Study: PSA tests can help determine necessity of prostate cancer surgery

Watching how quickly PSA levels rise in prostate cancer patients over the years can help doctors avoid unnecessary surgery, according to a study released Tuesday.

The rate of change in PSA, or the prostate specific antigen test, may predict which tumors are fast-growing and should be treated right away, according to research reported at the American Urological Association meeting in San Francisco. This may eliminate at least 80 percent of unwarranted biopsies that can lead to surgery in men with elevated PSA levels, said Thomas Neville, one of the study researchers.

Ways to make PSA tests more effective are needed to differentiate men with an aggressive form of cancer from those who don’t need immediate treatment, Neville said. While a single test can catch tumors early, it can also lead to false positives that trigger unnecessary tests, biopsies and treatment.

“This is a window into the cancer without doing the biopsy,” said Neville, founder and chief executive of Soar BioDynamics, a closely held San Francisco-based company that provides personal health analysis, in a telephone interview last week. “If it’s a 50 percent growth rate, that’s a real nasty cancer.”

“Working with their doctor, they can analyze that and look for early clues,” Neville said. “They can jump on it now and catch aggressive cancers early in a treatment window that allows for a good chance of success.”

Prostate cancer is the most common malignancy other than skin cancer to occur in U.S. men, and is the second-leading cause of cancer death, behind lung tumors, according to the American Cancer Society. More than 192,280 new cases of prostate cancer occurred in U.S. men last year, killing 27,360, the cancer society said.

The PSA test itself can’t detect cancer.

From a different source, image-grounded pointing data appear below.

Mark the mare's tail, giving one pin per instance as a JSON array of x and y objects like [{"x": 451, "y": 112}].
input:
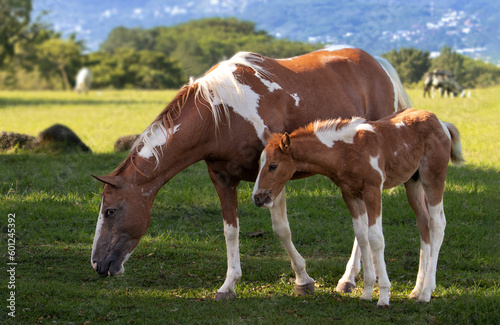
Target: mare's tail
[
  {"x": 403, "y": 98},
  {"x": 456, "y": 145}
]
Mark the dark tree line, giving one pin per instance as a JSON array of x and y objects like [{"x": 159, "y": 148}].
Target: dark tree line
[{"x": 31, "y": 53}]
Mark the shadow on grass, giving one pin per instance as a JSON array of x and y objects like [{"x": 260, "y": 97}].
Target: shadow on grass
[{"x": 42, "y": 102}]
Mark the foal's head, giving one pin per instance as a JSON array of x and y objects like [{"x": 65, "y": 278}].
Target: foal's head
[{"x": 276, "y": 168}]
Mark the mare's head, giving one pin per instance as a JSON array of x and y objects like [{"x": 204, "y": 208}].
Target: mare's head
[
  {"x": 124, "y": 217},
  {"x": 276, "y": 168}
]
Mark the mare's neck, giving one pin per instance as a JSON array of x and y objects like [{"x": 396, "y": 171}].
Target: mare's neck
[{"x": 312, "y": 156}]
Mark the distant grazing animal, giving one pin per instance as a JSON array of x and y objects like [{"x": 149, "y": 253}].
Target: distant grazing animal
[
  {"x": 444, "y": 81},
  {"x": 220, "y": 118},
  {"x": 83, "y": 79},
  {"x": 10, "y": 140},
  {"x": 125, "y": 142},
  {"x": 60, "y": 137},
  {"x": 362, "y": 158}
]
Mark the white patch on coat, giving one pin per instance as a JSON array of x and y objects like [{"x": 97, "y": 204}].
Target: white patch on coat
[
  {"x": 327, "y": 131},
  {"x": 386, "y": 65},
  {"x": 263, "y": 158},
  {"x": 295, "y": 96},
  {"x": 400, "y": 124},
  {"x": 155, "y": 136},
  {"x": 221, "y": 89},
  {"x": 271, "y": 85},
  {"x": 445, "y": 128},
  {"x": 337, "y": 47},
  {"x": 375, "y": 165},
  {"x": 100, "y": 221}
]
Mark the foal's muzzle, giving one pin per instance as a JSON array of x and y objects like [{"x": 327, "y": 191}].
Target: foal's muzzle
[{"x": 263, "y": 199}]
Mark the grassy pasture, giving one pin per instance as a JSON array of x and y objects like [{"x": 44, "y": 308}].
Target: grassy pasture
[{"x": 180, "y": 263}]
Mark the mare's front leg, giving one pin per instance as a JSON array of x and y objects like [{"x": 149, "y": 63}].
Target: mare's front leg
[
  {"x": 304, "y": 284},
  {"x": 226, "y": 188},
  {"x": 347, "y": 283}
]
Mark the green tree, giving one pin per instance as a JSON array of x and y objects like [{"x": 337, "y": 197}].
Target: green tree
[
  {"x": 200, "y": 44},
  {"x": 14, "y": 20},
  {"x": 128, "y": 68},
  {"x": 411, "y": 64},
  {"x": 61, "y": 55}
]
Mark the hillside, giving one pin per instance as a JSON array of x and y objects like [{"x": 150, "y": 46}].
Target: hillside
[{"x": 469, "y": 27}]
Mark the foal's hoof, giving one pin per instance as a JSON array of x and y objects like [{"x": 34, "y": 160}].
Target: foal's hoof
[
  {"x": 304, "y": 289},
  {"x": 221, "y": 296},
  {"x": 345, "y": 287}
]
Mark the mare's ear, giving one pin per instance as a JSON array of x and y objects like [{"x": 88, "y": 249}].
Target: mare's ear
[
  {"x": 114, "y": 181},
  {"x": 285, "y": 142},
  {"x": 267, "y": 134}
]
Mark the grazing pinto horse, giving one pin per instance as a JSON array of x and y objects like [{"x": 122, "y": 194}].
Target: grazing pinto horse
[
  {"x": 363, "y": 158},
  {"x": 221, "y": 118}
]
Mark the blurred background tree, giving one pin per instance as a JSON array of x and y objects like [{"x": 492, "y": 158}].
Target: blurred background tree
[
  {"x": 14, "y": 21},
  {"x": 34, "y": 56}
]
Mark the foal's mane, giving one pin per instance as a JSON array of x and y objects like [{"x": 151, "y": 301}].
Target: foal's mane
[{"x": 331, "y": 125}]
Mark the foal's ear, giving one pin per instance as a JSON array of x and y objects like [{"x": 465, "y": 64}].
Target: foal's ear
[
  {"x": 114, "y": 181},
  {"x": 285, "y": 142},
  {"x": 267, "y": 134}
]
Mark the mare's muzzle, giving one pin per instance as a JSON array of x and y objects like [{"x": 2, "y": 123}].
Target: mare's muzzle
[{"x": 109, "y": 267}]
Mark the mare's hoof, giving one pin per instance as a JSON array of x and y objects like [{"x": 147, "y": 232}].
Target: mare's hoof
[
  {"x": 345, "y": 287},
  {"x": 221, "y": 296},
  {"x": 305, "y": 289}
]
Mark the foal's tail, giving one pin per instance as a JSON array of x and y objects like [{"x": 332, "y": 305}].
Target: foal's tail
[
  {"x": 404, "y": 100},
  {"x": 456, "y": 145}
]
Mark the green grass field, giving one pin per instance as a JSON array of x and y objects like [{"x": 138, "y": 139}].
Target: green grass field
[{"x": 180, "y": 263}]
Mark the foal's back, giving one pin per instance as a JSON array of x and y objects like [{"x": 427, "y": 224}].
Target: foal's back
[{"x": 409, "y": 140}]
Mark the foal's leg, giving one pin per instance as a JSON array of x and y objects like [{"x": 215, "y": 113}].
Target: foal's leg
[
  {"x": 347, "y": 282},
  {"x": 437, "y": 225},
  {"x": 372, "y": 196},
  {"x": 416, "y": 197},
  {"x": 360, "y": 223},
  {"x": 433, "y": 176},
  {"x": 226, "y": 190},
  {"x": 304, "y": 284}
]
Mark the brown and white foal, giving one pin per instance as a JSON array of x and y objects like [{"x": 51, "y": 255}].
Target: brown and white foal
[{"x": 362, "y": 158}]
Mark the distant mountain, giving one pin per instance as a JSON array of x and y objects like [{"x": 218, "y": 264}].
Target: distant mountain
[{"x": 469, "y": 27}]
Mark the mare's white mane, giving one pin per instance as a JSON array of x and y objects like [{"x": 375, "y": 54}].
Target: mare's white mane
[{"x": 220, "y": 89}]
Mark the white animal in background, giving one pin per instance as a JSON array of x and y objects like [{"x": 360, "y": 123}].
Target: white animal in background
[{"x": 83, "y": 79}]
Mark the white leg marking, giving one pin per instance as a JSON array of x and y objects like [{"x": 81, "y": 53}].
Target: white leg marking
[
  {"x": 437, "y": 225},
  {"x": 282, "y": 230},
  {"x": 233, "y": 274},
  {"x": 377, "y": 246},
  {"x": 100, "y": 221},
  {"x": 425, "y": 253},
  {"x": 352, "y": 268},
  {"x": 360, "y": 225}
]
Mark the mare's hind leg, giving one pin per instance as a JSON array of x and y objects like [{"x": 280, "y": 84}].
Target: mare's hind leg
[
  {"x": 226, "y": 190},
  {"x": 416, "y": 198},
  {"x": 347, "y": 283},
  {"x": 304, "y": 284}
]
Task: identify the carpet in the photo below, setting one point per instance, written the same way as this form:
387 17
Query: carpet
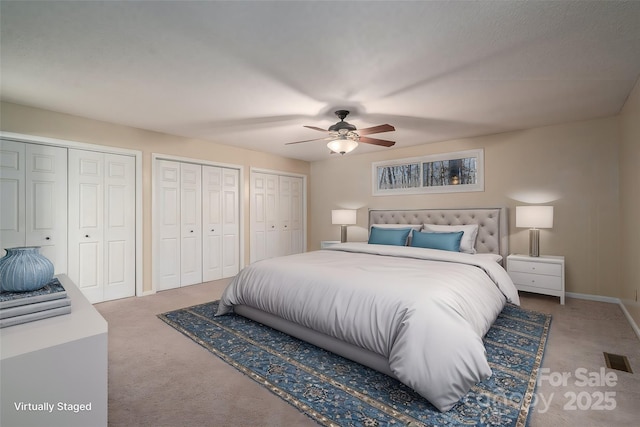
335 391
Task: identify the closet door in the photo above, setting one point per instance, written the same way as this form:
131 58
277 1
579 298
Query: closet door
284 200
221 223
12 188
230 222
102 224
296 220
264 216
191 224
212 248
86 207
166 218
119 226
33 187
46 202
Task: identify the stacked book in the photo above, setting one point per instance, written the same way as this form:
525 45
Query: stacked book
23 307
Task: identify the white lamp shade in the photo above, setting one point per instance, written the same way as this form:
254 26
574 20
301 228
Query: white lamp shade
343 216
342 146
534 216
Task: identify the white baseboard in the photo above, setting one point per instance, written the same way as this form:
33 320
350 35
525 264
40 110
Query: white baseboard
590 297
610 300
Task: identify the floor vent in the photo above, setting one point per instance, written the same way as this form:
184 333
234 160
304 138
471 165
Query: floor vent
617 362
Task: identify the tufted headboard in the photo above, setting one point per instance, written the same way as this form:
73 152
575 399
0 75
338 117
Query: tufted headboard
492 223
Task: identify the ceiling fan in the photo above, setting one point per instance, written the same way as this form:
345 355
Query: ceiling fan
344 137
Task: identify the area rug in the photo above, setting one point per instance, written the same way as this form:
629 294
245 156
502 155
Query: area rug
338 392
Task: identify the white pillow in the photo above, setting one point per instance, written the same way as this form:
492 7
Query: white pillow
413 227
468 242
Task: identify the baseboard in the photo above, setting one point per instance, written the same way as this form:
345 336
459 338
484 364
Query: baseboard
631 320
610 300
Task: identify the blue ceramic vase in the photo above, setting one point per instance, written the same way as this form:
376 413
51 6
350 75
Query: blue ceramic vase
24 269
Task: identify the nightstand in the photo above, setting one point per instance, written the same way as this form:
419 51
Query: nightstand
542 275
327 243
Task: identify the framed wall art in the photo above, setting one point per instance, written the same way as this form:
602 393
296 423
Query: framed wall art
459 171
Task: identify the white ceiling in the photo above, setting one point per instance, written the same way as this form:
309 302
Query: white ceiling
252 73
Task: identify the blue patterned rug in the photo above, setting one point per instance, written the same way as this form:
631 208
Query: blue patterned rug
338 392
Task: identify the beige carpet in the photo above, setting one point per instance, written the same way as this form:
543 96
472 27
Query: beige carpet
158 377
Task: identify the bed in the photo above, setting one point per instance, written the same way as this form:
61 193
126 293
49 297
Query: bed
416 314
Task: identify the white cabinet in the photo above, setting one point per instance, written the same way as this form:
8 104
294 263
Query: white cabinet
33 188
102 224
196 223
277 209
543 274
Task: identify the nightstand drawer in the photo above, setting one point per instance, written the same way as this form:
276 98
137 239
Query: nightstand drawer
536 280
535 268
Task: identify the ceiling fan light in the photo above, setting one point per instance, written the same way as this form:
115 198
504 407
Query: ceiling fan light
342 146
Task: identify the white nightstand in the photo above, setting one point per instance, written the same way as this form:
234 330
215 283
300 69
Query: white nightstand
542 275
327 243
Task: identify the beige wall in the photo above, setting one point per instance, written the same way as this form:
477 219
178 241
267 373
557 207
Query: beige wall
38 122
630 203
572 166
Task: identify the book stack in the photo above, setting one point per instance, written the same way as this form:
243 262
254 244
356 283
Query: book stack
24 307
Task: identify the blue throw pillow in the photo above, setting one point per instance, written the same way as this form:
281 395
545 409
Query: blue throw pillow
442 241
389 236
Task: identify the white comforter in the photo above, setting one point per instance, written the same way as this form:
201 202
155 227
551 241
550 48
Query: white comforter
425 310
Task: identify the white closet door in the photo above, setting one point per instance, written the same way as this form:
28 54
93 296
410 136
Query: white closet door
119 226
46 202
284 200
12 191
86 231
33 188
296 220
264 216
191 224
102 224
212 248
230 222
167 225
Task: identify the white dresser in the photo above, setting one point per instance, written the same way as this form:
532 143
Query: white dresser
542 275
54 371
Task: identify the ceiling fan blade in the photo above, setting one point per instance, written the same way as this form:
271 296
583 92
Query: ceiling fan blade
306 140
316 128
376 141
376 129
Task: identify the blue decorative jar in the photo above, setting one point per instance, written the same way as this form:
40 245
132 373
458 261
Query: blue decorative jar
24 269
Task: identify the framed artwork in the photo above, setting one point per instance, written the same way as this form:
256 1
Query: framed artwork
459 171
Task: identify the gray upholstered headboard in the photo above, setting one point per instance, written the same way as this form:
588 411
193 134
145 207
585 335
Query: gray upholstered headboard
492 231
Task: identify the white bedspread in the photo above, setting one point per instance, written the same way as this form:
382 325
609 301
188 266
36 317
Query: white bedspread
425 310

Higher PSA scores can be caused by cancer cells as well as by an enlarged prostate and by infections and inflammation, Neville said.

Men who have elevated PSA tests are often urged to have a biopsy, a procedure that removes tissue from the prostate to look for the presence of cancer cells. The biopsies can be inconclusive in showing whether a patient has cancer cells that are growing fast enough to pose an actual threat, Neville said. Those patients are often urged to get treatment for cancer.

Surgery, radiation, hormone therapy and chemotherapy are common procedures for prostate cancer. Treatment may be painful and sometimes leads to lifelong urinary incontinence and impotence.